A decisão foi concedida em caráter liminar no Habeas Corpus nº 267.467. Moraes entendeu que, nas circunstâncias do caso, a prisão preventiva poderia ser substituída por medidas cautelares previstas no artigo 319 do Código de Processo Penal, como comparecimento periódico em juízo e outras restrições que o magistrado de origem considerar cabíveis.
Ele foi preso no dia 16 de janeiro após abordagem da Polícia Militar no bairro Municípios. Conforme o boletim de ocorrência, os policiais realizavam rondas pela Rua Corupá quando visualizaram dois homens em atitude suspeita. Ao perceberem a aproximação da guarnição, ambos demonstraram nervosismo e tentaram se afastar em direções opostas, mas foram abordados.

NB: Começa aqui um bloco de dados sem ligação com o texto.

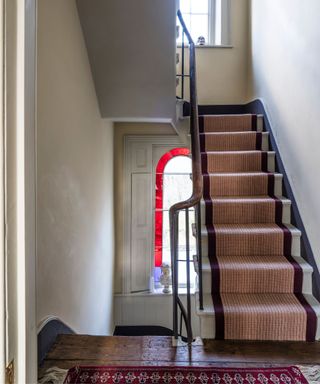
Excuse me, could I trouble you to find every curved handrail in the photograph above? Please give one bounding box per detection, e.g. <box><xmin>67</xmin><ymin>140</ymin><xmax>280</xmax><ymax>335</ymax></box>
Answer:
<box><xmin>169</xmin><ymin>10</ymin><xmax>203</xmax><ymax>343</ymax></box>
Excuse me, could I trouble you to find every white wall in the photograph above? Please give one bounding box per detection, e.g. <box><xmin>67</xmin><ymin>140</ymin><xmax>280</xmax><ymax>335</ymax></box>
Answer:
<box><xmin>77</xmin><ymin>0</ymin><xmax>176</xmax><ymax>119</ymax></box>
<box><xmin>37</xmin><ymin>0</ymin><xmax>114</xmax><ymax>334</ymax></box>
<box><xmin>251</xmin><ymin>0</ymin><xmax>320</xmax><ymax>266</ymax></box>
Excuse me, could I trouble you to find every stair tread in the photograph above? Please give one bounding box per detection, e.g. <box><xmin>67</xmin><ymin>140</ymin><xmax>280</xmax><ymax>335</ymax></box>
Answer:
<box><xmin>201</xmin><ymin>149</ymin><xmax>276</xmax><ymax>156</ymax></box>
<box><xmin>208</xmin><ymin>171</ymin><xmax>283</xmax><ymax>178</ymax></box>
<box><xmin>202</xmin><ymin>255</ymin><xmax>313</xmax><ymax>273</ymax></box>
<box><xmin>201</xmin><ymin>195</ymin><xmax>291</xmax><ymax>205</ymax></box>
<box><xmin>201</xmin><ymin>223</ymin><xmax>301</xmax><ymax>236</ymax></box>
<box><xmin>198</xmin><ymin>293</ymin><xmax>320</xmax><ymax>316</ymax></box>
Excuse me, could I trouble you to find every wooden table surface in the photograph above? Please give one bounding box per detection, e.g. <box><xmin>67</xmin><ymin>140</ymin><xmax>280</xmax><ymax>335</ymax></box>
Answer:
<box><xmin>39</xmin><ymin>335</ymin><xmax>320</xmax><ymax>376</ymax></box>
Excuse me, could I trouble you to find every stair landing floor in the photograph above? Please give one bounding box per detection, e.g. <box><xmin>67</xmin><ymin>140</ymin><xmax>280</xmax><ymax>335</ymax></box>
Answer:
<box><xmin>39</xmin><ymin>335</ymin><xmax>320</xmax><ymax>377</ymax></box>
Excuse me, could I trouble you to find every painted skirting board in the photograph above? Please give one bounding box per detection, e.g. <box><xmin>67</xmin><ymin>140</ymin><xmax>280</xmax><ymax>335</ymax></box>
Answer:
<box><xmin>38</xmin><ymin>316</ymin><xmax>75</xmax><ymax>364</ymax></box>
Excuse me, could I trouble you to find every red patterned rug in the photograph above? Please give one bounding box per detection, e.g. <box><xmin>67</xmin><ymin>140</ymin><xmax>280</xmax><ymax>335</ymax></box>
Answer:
<box><xmin>64</xmin><ymin>366</ymin><xmax>308</xmax><ymax>384</ymax></box>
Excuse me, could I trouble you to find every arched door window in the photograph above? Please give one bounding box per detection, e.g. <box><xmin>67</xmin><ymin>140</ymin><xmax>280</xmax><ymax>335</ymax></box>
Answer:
<box><xmin>154</xmin><ymin>148</ymin><xmax>195</xmax><ymax>285</ymax></box>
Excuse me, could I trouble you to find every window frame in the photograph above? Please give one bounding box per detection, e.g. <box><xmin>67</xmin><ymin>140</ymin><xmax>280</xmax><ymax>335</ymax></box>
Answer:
<box><xmin>153</xmin><ymin>147</ymin><xmax>191</xmax><ymax>267</ymax></box>
<box><xmin>178</xmin><ymin>0</ymin><xmax>231</xmax><ymax>48</ymax></box>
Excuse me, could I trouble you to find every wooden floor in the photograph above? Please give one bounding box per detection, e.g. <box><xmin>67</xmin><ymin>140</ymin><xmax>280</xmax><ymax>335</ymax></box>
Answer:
<box><xmin>39</xmin><ymin>335</ymin><xmax>320</xmax><ymax>376</ymax></box>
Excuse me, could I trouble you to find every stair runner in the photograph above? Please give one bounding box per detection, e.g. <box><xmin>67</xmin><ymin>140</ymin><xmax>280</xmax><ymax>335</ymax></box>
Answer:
<box><xmin>199</xmin><ymin>115</ymin><xmax>317</xmax><ymax>341</ymax></box>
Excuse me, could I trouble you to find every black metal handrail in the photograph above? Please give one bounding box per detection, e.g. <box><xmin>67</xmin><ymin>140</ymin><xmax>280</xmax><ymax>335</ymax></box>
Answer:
<box><xmin>169</xmin><ymin>10</ymin><xmax>203</xmax><ymax>344</ymax></box>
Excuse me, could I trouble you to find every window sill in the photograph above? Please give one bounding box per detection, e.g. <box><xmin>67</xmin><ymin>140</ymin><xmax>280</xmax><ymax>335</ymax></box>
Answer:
<box><xmin>114</xmin><ymin>288</ymin><xmax>196</xmax><ymax>297</ymax></box>
<box><xmin>177</xmin><ymin>44</ymin><xmax>234</xmax><ymax>49</ymax></box>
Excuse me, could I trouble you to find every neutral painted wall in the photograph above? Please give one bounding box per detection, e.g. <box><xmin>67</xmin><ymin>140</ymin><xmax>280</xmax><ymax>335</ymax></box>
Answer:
<box><xmin>77</xmin><ymin>0</ymin><xmax>176</xmax><ymax>119</ymax></box>
<box><xmin>251</xmin><ymin>0</ymin><xmax>320</xmax><ymax>266</ymax></box>
<box><xmin>114</xmin><ymin>123</ymin><xmax>176</xmax><ymax>293</ymax></box>
<box><xmin>37</xmin><ymin>0</ymin><xmax>114</xmax><ymax>334</ymax></box>
<box><xmin>179</xmin><ymin>0</ymin><xmax>249</xmax><ymax>104</ymax></box>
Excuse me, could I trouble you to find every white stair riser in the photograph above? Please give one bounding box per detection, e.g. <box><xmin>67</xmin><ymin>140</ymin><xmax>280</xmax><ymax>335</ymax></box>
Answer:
<box><xmin>201</xmin><ymin>196</ymin><xmax>291</xmax><ymax>224</ymax></box>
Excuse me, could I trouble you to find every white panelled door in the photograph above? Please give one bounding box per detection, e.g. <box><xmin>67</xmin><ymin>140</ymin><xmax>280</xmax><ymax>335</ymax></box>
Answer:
<box><xmin>123</xmin><ymin>136</ymin><xmax>181</xmax><ymax>294</ymax></box>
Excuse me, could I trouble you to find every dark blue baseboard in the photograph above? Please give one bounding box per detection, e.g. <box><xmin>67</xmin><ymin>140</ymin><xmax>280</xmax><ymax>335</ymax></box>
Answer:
<box><xmin>183</xmin><ymin>100</ymin><xmax>320</xmax><ymax>301</ymax></box>
<box><xmin>38</xmin><ymin>319</ymin><xmax>74</xmax><ymax>365</ymax></box>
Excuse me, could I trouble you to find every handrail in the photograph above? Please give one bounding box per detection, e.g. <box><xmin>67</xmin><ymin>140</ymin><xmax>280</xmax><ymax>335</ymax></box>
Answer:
<box><xmin>169</xmin><ymin>10</ymin><xmax>203</xmax><ymax>344</ymax></box>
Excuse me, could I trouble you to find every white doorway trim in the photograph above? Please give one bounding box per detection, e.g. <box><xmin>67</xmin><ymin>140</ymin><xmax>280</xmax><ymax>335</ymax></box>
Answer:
<box><xmin>0</xmin><ymin>0</ymin><xmax>37</xmax><ymax>384</ymax></box>
<box><xmin>0</xmin><ymin>0</ymin><xmax>6</xmax><ymax>383</ymax></box>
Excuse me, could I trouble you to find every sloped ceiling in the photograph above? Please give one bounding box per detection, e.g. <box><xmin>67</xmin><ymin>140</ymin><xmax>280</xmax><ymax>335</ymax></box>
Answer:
<box><xmin>77</xmin><ymin>0</ymin><xmax>176</xmax><ymax>118</ymax></box>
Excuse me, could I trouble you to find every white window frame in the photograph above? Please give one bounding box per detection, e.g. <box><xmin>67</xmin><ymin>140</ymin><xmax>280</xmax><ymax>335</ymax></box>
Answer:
<box><xmin>177</xmin><ymin>0</ymin><xmax>231</xmax><ymax>47</ymax></box>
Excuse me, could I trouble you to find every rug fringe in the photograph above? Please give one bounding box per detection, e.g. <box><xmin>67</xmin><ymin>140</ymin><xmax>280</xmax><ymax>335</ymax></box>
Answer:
<box><xmin>297</xmin><ymin>365</ymin><xmax>320</xmax><ymax>384</ymax></box>
<box><xmin>38</xmin><ymin>367</ymin><xmax>68</xmax><ymax>384</ymax></box>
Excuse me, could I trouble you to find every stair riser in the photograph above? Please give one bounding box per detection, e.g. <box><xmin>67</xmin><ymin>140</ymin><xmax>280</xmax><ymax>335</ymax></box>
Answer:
<box><xmin>201</xmin><ymin>200</ymin><xmax>291</xmax><ymax>224</ymax></box>
<box><xmin>201</xmin><ymin>227</ymin><xmax>301</xmax><ymax>257</ymax></box>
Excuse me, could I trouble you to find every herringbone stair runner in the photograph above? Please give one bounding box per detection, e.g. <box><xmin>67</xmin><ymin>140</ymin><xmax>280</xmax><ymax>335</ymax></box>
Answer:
<box><xmin>199</xmin><ymin>115</ymin><xmax>320</xmax><ymax>341</ymax></box>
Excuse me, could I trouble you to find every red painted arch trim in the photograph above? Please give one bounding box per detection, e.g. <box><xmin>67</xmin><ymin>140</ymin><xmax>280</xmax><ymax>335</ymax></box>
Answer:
<box><xmin>154</xmin><ymin>148</ymin><xmax>190</xmax><ymax>267</ymax></box>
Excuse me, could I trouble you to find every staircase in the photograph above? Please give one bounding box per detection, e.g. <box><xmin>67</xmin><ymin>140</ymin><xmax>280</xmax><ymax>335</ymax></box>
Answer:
<box><xmin>196</xmin><ymin>115</ymin><xmax>320</xmax><ymax>341</ymax></box>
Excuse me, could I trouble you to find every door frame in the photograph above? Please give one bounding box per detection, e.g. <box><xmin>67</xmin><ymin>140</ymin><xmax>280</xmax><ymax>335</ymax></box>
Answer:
<box><xmin>121</xmin><ymin>134</ymin><xmax>185</xmax><ymax>294</ymax></box>
<box><xmin>0</xmin><ymin>0</ymin><xmax>37</xmax><ymax>383</ymax></box>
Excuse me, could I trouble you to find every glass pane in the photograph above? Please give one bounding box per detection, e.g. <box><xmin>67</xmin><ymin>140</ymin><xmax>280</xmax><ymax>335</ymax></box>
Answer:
<box><xmin>163</xmin><ymin>174</ymin><xmax>192</xmax><ymax>209</ymax></box>
<box><xmin>180</xmin><ymin>0</ymin><xmax>190</xmax><ymax>13</ymax></box>
<box><xmin>178</xmin><ymin>262</ymin><xmax>196</xmax><ymax>287</ymax></box>
<box><xmin>191</xmin><ymin>0</ymin><xmax>209</xmax><ymax>13</ymax></box>
<box><xmin>162</xmin><ymin>211</ymin><xmax>171</xmax><ymax>265</ymax></box>
<box><xmin>178</xmin><ymin>211</ymin><xmax>196</xmax><ymax>260</ymax></box>
<box><xmin>164</xmin><ymin>156</ymin><xmax>192</xmax><ymax>173</ymax></box>
<box><xmin>191</xmin><ymin>15</ymin><xmax>209</xmax><ymax>44</ymax></box>
<box><xmin>162</xmin><ymin>211</ymin><xmax>197</xmax><ymax>264</ymax></box>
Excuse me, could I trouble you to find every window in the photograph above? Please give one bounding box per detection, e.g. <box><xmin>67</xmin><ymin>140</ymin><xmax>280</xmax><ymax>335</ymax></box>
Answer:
<box><xmin>154</xmin><ymin>148</ymin><xmax>196</xmax><ymax>287</ymax></box>
<box><xmin>178</xmin><ymin>0</ymin><xmax>230</xmax><ymax>45</ymax></box>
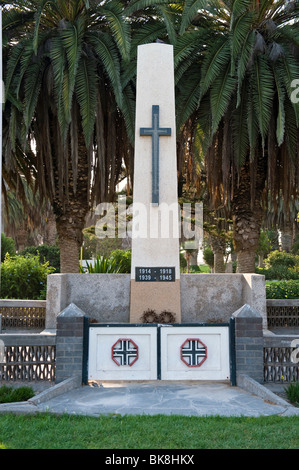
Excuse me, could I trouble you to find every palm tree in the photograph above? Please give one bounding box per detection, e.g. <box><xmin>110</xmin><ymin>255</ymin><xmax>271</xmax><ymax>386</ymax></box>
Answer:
<box><xmin>2</xmin><ymin>0</ymin><xmax>130</xmax><ymax>272</ymax></box>
<box><xmin>175</xmin><ymin>0</ymin><xmax>299</xmax><ymax>272</ymax></box>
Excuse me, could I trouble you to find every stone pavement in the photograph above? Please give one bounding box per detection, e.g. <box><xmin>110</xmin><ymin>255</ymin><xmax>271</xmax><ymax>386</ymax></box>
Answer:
<box><xmin>0</xmin><ymin>376</ymin><xmax>299</xmax><ymax>417</ymax></box>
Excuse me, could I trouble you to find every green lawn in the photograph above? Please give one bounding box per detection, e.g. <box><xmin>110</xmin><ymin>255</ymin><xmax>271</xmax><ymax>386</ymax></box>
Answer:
<box><xmin>0</xmin><ymin>413</ymin><xmax>299</xmax><ymax>449</ymax></box>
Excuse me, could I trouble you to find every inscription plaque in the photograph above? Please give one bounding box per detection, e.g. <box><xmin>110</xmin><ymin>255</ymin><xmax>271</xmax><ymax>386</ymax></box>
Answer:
<box><xmin>135</xmin><ymin>267</ymin><xmax>175</xmax><ymax>282</ymax></box>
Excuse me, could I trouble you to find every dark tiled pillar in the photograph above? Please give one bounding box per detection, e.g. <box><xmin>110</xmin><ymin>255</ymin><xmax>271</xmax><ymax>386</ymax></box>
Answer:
<box><xmin>56</xmin><ymin>304</ymin><xmax>85</xmax><ymax>383</ymax></box>
<box><xmin>233</xmin><ymin>304</ymin><xmax>264</xmax><ymax>384</ymax></box>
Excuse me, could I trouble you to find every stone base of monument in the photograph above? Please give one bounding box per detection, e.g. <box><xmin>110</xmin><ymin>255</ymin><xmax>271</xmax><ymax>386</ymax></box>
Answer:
<box><xmin>51</xmin><ymin>274</ymin><xmax>265</xmax><ymax>385</ymax></box>
<box><xmin>130</xmin><ymin>279</ymin><xmax>181</xmax><ymax>323</ymax></box>
<box><xmin>46</xmin><ymin>273</ymin><xmax>267</xmax><ymax>330</ymax></box>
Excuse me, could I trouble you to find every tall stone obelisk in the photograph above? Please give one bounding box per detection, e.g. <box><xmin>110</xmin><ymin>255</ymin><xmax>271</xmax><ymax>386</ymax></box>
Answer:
<box><xmin>130</xmin><ymin>43</ymin><xmax>181</xmax><ymax>323</ymax></box>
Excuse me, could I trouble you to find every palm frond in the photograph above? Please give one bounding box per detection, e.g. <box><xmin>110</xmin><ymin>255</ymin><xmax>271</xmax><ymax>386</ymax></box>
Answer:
<box><xmin>86</xmin><ymin>32</ymin><xmax>122</xmax><ymax>107</ymax></box>
<box><xmin>75</xmin><ymin>56</ymin><xmax>97</xmax><ymax>147</ymax></box>
<box><xmin>101</xmin><ymin>2</ymin><xmax>130</xmax><ymax>61</ymax></box>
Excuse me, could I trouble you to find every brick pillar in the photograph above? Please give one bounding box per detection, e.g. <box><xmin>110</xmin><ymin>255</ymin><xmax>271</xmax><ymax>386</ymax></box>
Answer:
<box><xmin>56</xmin><ymin>303</ymin><xmax>86</xmax><ymax>383</ymax></box>
<box><xmin>233</xmin><ymin>304</ymin><xmax>264</xmax><ymax>384</ymax></box>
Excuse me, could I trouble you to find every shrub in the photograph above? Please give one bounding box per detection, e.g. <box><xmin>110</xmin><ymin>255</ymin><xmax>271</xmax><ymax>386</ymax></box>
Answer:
<box><xmin>1</xmin><ymin>233</ymin><xmax>16</xmax><ymax>262</ymax></box>
<box><xmin>19</xmin><ymin>244</ymin><xmax>60</xmax><ymax>273</ymax></box>
<box><xmin>256</xmin><ymin>250</ymin><xmax>299</xmax><ymax>280</ymax></box>
<box><xmin>80</xmin><ymin>255</ymin><xmax>121</xmax><ymax>274</ymax></box>
<box><xmin>0</xmin><ymin>385</ymin><xmax>34</xmax><ymax>403</ymax></box>
<box><xmin>266</xmin><ymin>280</ymin><xmax>299</xmax><ymax>299</ymax></box>
<box><xmin>265</xmin><ymin>250</ymin><xmax>299</xmax><ymax>268</ymax></box>
<box><xmin>1</xmin><ymin>255</ymin><xmax>54</xmax><ymax>300</ymax></box>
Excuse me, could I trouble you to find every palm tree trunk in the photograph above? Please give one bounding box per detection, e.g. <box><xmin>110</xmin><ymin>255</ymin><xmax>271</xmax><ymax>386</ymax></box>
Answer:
<box><xmin>53</xmin><ymin>126</ymin><xmax>89</xmax><ymax>273</ymax></box>
<box><xmin>214</xmin><ymin>251</ymin><xmax>225</xmax><ymax>273</ymax></box>
<box><xmin>232</xmin><ymin>156</ymin><xmax>265</xmax><ymax>273</ymax></box>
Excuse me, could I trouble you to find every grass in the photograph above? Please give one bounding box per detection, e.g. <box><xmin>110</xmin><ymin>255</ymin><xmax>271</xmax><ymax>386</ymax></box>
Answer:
<box><xmin>0</xmin><ymin>385</ymin><xmax>34</xmax><ymax>403</ymax></box>
<box><xmin>0</xmin><ymin>413</ymin><xmax>299</xmax><ymax>450</ymax></box>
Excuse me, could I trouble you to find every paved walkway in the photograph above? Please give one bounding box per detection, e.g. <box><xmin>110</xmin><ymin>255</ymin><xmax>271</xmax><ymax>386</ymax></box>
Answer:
<box><xmin>0</xmin><ymin>381</ymin><xmax>299</xmax><ymax>417</ymax></box>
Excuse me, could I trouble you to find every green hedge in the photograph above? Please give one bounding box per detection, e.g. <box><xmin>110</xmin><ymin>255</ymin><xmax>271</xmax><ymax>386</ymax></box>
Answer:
<box><xmin>1</xmin><ymin>254</ymin><xmax>55</xmax><ymax>300</ymax></box>
<box><xmin>266</xmin><ymin>280</ymin><xmax>299</xmax><ymax>299</ymax></box>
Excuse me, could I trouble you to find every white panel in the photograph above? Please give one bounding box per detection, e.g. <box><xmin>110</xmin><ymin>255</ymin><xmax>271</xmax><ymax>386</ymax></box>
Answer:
<box><xmin>88</xmin><ymin>326</ymin><xmax>157</xmax><ymax>380</ymax></box>
<box><xmin>161</xmin><ymin>326</ymin><xmax>230</xmax><ymax>380</ymax></box>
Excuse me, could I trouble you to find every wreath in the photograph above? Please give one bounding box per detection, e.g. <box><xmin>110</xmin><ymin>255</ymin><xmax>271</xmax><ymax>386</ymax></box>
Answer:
<box><xmin>141</xmin><ymin>309</ymin><xmax>159</xmax><ymax>323</ymax></box>
<box><xmin>159</xmin><ymin>310</ymin><xmax>175</xmax><ymax>323</ymax></box>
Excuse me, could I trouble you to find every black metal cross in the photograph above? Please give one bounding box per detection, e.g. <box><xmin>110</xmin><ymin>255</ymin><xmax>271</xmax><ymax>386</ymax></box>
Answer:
<box><xmin>140</xmin><ymin>105</ymin><xmax>171</xmax><ymax>206</ymax></box>
<box><xmin>113</xmin><ymin>340</ymin><xmax>137</xmax><ymax>366</ymax></box>
<box><xmin>182</xmin><ymin>340</ymin><xmax>206</xmax><ymax>366</ymax></box>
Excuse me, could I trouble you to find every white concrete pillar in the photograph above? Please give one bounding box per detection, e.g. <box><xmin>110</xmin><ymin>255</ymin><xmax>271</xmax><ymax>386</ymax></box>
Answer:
<box><xmin>130</xmin><ymin>43</ymin><xmax>181</xmax><ymax>323</ymax></box>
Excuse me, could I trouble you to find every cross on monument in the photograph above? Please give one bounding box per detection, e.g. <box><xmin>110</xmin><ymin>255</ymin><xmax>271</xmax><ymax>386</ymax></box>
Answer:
<box><xmin>140</xmin><ymin>105</ymin><xmax>171</xmax><ymax>206</ymax></box>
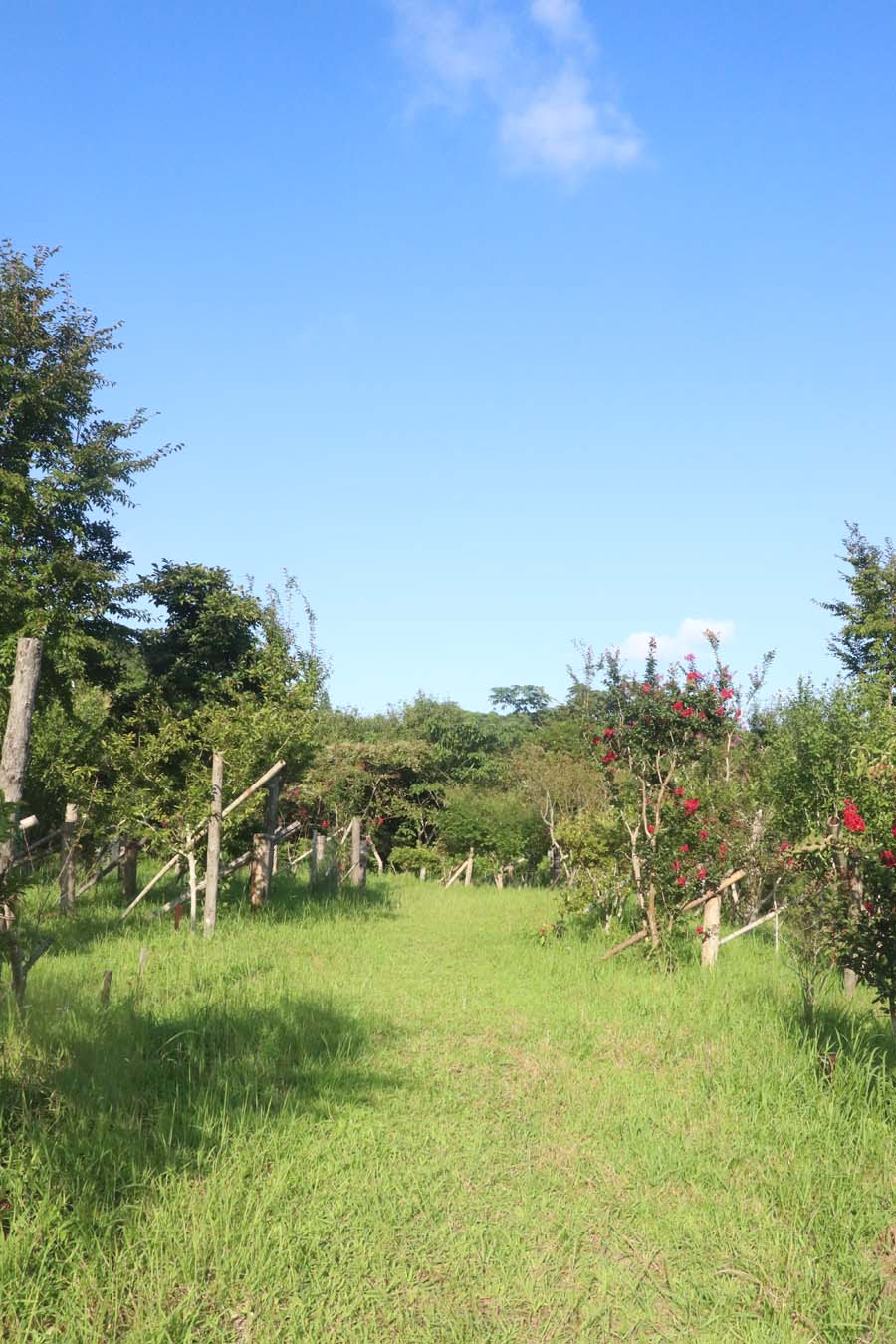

Durante a revista, com um dos homens foram encontrados objetos relacionados ao consumo de drogas. Ele confirmou aos policiais que estava tentando comprar entorpecente. Já com Jairo Dias, os policiais localizaram 12 pedras de crack, com peso total de 1,7 grama, escondidas na aba de um chapéu, além de R$ 119,75 em dinheiro trocado. Segundo os registros oficiais, o próprio Jairo teria admitido que vendia as pedras de crack para moradores em situação de rua e que receberia parte da droga como pagamento, para consumo próprio após a venda.
Balneário Camboriú enfrenta atualmente problemas recorrentes relacionados à população em situação de rua, realidade frequentemente associada ao uso e à comercialização de drogas, especialmente o crack. A dinâmica descrita no flagrante, segundo decisões das instâncias inferiores, reforçaria esse cenário, com tráfico direcionado a usuários em condição de vulnerabilidade social.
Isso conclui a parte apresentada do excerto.